Proportion of female professors up, but still below a quarter

Professors are several percentage points more likely to be women than they were a decade ago, new figures show

February 28, 2015

Some 22 per cent of professors – 4,415 out of 19,750 in total - were female in 2013-14 compared with just 15 per cent in 2003-04, according to a report by the Higher Education Statistics Agency.

The report, titled Staff in Higher Education 2013-14, which was published on 26 February, also says 45 per cent of the UK’s 194,245 academic staff are women.

A third of senior academic staff, excluding professors, are women, the report explains.

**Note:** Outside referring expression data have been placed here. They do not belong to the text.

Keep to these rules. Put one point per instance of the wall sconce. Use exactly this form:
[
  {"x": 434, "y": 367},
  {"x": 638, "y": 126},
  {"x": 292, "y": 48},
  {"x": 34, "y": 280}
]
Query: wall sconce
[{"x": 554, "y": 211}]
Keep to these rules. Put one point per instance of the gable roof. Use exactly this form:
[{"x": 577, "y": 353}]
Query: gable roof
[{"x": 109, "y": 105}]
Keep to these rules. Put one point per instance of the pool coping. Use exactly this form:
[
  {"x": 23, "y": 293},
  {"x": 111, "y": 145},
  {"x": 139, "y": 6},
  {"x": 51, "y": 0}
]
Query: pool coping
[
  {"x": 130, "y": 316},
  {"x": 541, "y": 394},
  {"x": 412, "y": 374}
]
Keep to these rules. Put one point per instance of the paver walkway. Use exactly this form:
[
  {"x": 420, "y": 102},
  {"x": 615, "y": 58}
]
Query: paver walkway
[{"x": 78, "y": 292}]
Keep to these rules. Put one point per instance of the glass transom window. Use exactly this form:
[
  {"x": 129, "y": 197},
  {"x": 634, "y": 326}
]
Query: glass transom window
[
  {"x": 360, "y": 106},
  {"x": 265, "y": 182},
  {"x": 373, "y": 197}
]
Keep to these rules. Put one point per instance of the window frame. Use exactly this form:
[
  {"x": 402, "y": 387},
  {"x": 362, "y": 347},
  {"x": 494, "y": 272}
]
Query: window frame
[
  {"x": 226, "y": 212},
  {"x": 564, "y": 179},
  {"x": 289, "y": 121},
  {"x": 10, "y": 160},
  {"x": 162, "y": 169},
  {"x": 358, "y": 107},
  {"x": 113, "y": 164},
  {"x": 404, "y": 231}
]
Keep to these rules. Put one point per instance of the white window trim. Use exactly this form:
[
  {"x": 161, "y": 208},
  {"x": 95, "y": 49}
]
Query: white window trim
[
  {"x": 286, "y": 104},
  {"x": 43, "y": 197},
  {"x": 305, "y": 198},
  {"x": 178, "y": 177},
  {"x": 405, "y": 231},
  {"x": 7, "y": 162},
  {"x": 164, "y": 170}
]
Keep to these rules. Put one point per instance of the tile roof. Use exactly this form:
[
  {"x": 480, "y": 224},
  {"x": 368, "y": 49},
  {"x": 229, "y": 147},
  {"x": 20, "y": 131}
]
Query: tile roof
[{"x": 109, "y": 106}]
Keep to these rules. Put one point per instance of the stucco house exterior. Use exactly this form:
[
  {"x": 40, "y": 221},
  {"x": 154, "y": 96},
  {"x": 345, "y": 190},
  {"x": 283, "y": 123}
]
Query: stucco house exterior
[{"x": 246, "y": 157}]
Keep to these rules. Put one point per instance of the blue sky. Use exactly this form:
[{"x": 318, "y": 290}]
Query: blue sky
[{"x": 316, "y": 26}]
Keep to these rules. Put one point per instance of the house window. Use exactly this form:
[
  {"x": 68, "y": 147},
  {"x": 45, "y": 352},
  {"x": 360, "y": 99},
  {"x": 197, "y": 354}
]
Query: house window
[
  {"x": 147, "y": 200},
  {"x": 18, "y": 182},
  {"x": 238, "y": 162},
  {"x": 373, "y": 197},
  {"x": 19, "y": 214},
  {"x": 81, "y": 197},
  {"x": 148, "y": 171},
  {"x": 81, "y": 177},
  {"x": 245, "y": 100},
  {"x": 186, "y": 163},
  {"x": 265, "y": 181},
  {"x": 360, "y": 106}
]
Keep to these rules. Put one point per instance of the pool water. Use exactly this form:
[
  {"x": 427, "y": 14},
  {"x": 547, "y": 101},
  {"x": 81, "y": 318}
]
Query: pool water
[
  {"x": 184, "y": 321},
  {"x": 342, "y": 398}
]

Women outnumber men in non-academic positions, taking 63 per cent of around 201,000 non-academic staff roles, it adds. Some 54 per cent of managerial, professional and technical staff, and 82 per cent of clerical staff, are women, Hesa also says.

The statistics also show the age of the UK’s academic workforce, indicating that about 3 per cent of staff (5,245 people) are older than the previous default retirement age of 65, which was scrapped in 2011.

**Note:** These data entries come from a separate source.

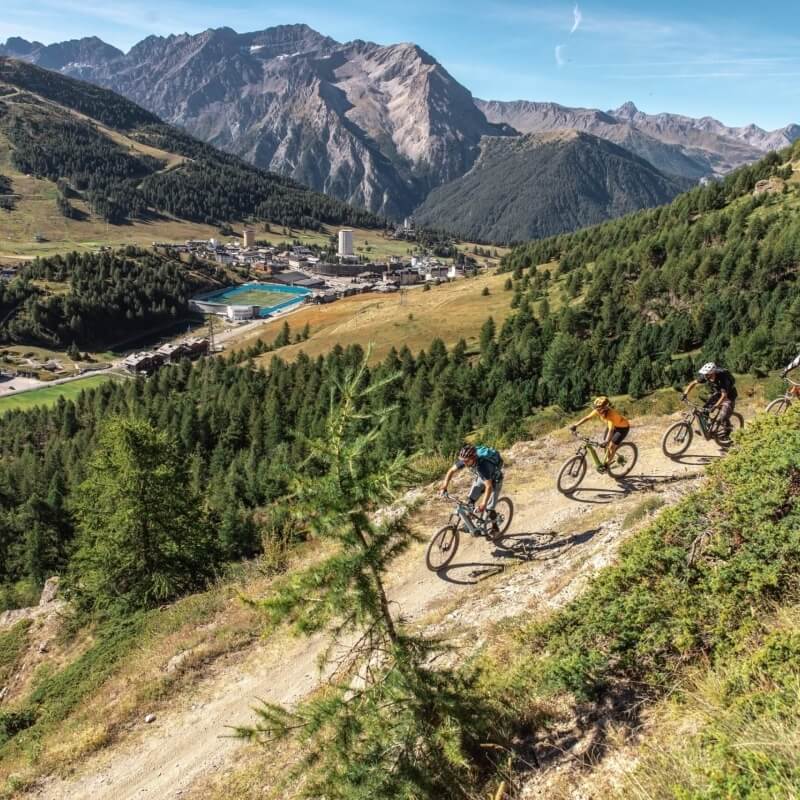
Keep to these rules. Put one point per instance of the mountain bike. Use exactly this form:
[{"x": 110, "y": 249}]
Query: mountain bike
[
  {"x": 464, "y": 517},
  {"x": 573, "y": 470},
  {"x": 780, "y": 404},
  {"x": 678, "y": 437}
]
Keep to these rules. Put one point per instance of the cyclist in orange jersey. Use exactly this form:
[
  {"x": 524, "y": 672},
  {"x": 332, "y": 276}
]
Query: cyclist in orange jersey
[{"x": 617, "y": 426}]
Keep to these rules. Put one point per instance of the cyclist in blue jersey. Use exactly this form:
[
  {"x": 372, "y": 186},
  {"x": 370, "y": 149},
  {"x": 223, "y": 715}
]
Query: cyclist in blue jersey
[{"x": 486, "y": 465}]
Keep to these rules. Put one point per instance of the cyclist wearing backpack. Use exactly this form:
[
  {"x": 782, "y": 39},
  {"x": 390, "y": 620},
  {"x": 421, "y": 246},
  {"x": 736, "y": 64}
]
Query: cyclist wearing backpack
[
  {"x": 617, "y": 426},
  {"x": 487, "y": 466},
  {"x": 793, "y": 364},
  {"x": 723, "y": 392}
]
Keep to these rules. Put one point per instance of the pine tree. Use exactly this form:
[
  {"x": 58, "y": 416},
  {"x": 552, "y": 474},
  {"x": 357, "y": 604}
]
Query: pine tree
[
  {"x": 142, "y": 535},
  {"x": 388, "y": 725}
]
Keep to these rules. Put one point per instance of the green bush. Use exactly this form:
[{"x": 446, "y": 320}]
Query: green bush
[{"x": 659, "y": 607}]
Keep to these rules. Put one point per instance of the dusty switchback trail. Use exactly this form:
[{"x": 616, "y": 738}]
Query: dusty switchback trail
[{"x": 553, "y": 545}]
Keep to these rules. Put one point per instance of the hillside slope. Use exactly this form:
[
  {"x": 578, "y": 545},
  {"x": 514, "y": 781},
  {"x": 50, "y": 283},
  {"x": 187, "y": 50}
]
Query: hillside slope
[
  {"x": 543, "y": 184},
  {"x": 555, "y": 545},
  {"x": 113, "y": 159}
]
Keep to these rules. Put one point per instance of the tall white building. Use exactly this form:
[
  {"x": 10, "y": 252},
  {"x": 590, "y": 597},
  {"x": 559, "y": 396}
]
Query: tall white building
[{"x": 345, "y": 242}]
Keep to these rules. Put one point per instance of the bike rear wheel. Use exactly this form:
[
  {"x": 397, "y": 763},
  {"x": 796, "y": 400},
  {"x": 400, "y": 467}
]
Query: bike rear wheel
[
  {"x": 571, "y": 474},
  {"x": 624, "y": 460},
  {"x": 442, "y": 548},
  {"x": 504, "y": 509},
  {"x": 676, "y": 439},
  {"x": 778, "y": 406}
]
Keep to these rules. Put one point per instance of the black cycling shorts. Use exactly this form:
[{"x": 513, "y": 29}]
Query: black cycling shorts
[{"x": 618, "y": 434}]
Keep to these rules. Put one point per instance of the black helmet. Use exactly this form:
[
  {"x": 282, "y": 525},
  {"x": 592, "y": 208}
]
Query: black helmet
[{"x": 467, "y": 451}]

Around 9 per cent of professors are over the age of 65, it adds.

Hesa also says there are 25 professors under the age of 30 working in the UK, of whom 10 are women.

Among those to previously gain the accolade at such a young age include Mervyn King, the former Bank of England governor, who became the University of Birmingham’s youngest professor in the late 1970s when he was given a chair at the age of 29.

Enoch Powell, the controversial former Tory MP and minister, was made a professor of classics at the University of Sydney at the age of 25, while philosopher Friedrich Nietzsche became a professor at the University of Basel aged 24 – before he had completed his PhD.